Mise aux normes du tableau électrique en Bretagne : prix, signes d'alerte et déroulement des travaux

Mis à jour le 11 juin 2026 · La rédaction Kerlia

Électricien installant un tableau électrique moderne avec interrupteurs différentiels et disjoncteurs

L'essentiel

Remplacer un tableau électrique vétuste coûte en général entre 800 et 1 800 euros, pose comprise, par un électricien. La mise en sécurité d'une installation ancienne, avec interrupteurs différentiels 30 mA, mise à la terre et reprise des points dangereux, se chiffre le plus souvent entre 1 500 et 4 000 euros selon la surface et l'état. Une rénovation électrique complète se calcule plutôt au mètre carré, de l'ordre de 80 à 120 euros. Le bon moment pour agir, c'est avant l'incident : fusibles en porcelaine, absence de différentiel, disjoncteur qui saute souvent ou odeur de plastique chaud sont des signes qui ne doivent pas attendre, surtout dans les maisons bretonnes câblées avant 1991 et jamais revues. L'électricité ne pardonne pas le bricolage. Ces montants restent indicatifs, seul un passage sur place permet d'établir un devis juste.

Prix indicatifs

Remplacement du tableau seul
800 à 1 800 €
Mise en sécurité de l'installation
1 500 à 4 000 €
Rénovation électrique complète
80 à 120 €/m2
Création d'une prise de terre
300 à 1 000 €
Diagnostic électrique (vente ou location)
100 à 200 €

Fourchettes indicatives, hors devis.

Pourquoi tant de maisons bretonnes ont-elles une installation électrique à risque ?

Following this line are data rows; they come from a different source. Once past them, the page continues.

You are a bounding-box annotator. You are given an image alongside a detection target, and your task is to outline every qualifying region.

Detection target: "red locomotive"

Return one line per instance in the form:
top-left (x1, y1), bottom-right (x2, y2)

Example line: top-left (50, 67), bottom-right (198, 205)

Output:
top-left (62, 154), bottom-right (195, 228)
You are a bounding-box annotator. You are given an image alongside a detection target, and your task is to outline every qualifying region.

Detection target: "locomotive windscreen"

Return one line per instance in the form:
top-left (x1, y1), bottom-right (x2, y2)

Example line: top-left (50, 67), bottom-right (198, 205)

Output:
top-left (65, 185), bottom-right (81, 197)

Le parc immobilier breton est ancien. Longères en granit du Centre-Bretagne, maisons de bourg du Finistère, pavillons des années soixante et soixante-dix autour de Rennes, Brest, Quimper ou Lorient : une grande partie de ces logements a été câblée à une époque où l’on exigeait bien moins de la sécurité électrique. Une installation d’avant 1991 qui n’a pas été retouchée a toutes les chances de ne compter aucun interrupteur différentiel haute sensibilité, parfois même aucune prise de terre digne de ce nom.

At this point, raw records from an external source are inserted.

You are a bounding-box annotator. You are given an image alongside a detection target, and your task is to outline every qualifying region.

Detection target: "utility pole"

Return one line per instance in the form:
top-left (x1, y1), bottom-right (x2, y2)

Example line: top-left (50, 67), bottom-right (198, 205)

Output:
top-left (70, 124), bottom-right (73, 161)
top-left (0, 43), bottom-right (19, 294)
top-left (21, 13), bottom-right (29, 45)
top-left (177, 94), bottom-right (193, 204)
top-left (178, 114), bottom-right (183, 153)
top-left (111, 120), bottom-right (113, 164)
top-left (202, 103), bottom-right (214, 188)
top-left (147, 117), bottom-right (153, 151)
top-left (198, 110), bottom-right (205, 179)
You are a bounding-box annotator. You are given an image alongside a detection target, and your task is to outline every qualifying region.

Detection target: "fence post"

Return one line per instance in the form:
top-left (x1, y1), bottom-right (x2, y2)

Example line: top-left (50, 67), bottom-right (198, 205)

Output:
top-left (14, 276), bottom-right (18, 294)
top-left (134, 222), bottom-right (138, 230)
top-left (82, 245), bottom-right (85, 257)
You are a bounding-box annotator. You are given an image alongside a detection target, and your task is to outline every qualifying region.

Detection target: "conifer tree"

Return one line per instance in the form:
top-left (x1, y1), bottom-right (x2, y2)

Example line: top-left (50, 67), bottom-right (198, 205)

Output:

À cela s’ajoute le climat. L’humidité océanique qui règne une bonne partie de l’année favorise la corrosion des contacts et les défauts d’isolement, surtout dans les pièces mal ventilées, les celliers et les dépendances. Sur le littoral, du côté de Saint-Brieuc, de la rade de Brest ou du golfe du Morbihan, les embruns accélèrent encore l’oxydation des connexions. L’humidité rend aussi le corps humain meilleur conducteur : un défaut qui ferait picoter ailleurs peut tuer dans une salle d’eau.

Enfin, ces installations ont grossi par couches. Une prise ajoutée pour le congélateur de l’appentis, un radiateur branché sur un circuit d’éclairage, une rallonge devenue permanente vers le garage. Chaque ajout bricolé charge des conducteurs qui n’ont pas été dimensionnés pour cela. Les organismes de sécurité électrique estiment que plusieurs millions de logements français présentent une installation à risque, et qu’une part importante des incendies domestiques a une origine électrique. La Bretagne, avec son habitat ancien, est en plein dans le sujet.

Quels sont les signes qu’un tableau électrique est dangereux ?

Certains signes se voient au premier coup d’oeil. Des fusibles en porcelaine, à broches ou à tabatière, signent une installation très ancienne. Un tableau monté sur planche de bois, des fils recouverts de tissu, des dominos apparents, des prises sans broche de terre dans toute la maison vont dans le même sens. L’absence d’interrupteur différentiel 30 mA est le point le plus grave : c’est lui qui coupe le courant en une fraction de seconde quand une fuite passe par un corps humain. Sans lui, seul le disjoncteur principal, calibré pour des dizaines d’ampères, est censé réagir. Il ne le fera pas à temps.

D’autres signes se sentent ou s’entendent. Une odeur de plastique chaud près du tableau ou d’une prise, des prises qui tiédissent ou noircissent, un grésillement derrière un interrupteur : autant d’échauffements, et l’échauffement est le mécanisme de départ de la plupart des incendies électriques.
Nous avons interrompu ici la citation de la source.